While inner-GDR debate accepted the role of the state and nationalisation, it also talked of the market, competition, individual enterprise and ways to mobilise the productivity and innovation needed by socialism. This produced the GDR’s single real economic success phase (early 1960s). Protected by the newly built Wall, it in some ways echoed Lenin’s 1920s NEP. It brought economic dynamism, and with that a cultural upsurge. However, some saw in this a challenge to the ‘leading role of the Party’. So it slowed down, and was over by the ’70s.

Which raises wider questions. If socialism had its source in the Enlightenment and the French Revolution, with democracy and the rule of law, why did it end as command/voluntarist economics, part-suspension of the rule of law and centralist control? Francis King’s fine piece on Bazarov (Socialist History 34) quotes him (1928!) criticising the way a too rapid ‘socialisation’ could weaken the ‘growth of productive forces’ (p.31). Is that perhaps also why GDR productivity lagged behind the West?

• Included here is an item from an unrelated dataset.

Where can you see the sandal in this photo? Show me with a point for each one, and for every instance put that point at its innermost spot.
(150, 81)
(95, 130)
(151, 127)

Another part of the same problem: Why was the Jacobin phase of the French Revolution so idealised by some on the Left, ignoring the damage it did? GDR paranoia was due to West Germany’s place in US hegemonic plans – an implicit threat, which in part explains why the GDR, in its response, became so much associated with dictatorship and repression. But the hyper-control was counter-productive.
In the end many lost faith. The GDR had idealism and a lot going for it. Yet in the end many lost faith. People won’t endlessly accept centralised bureaucracy as a way of life. And closer home, without suggesting direct similarities, are there not at least distant echoes audible in today’s UK? For instance, economics which don’t add up; people in high places serving themselves, not the community; a massive distrust towards the leadership; and to cap it, sundry bits of the ‘secret state’ keeping watch on it all. George Orwell would have smiled!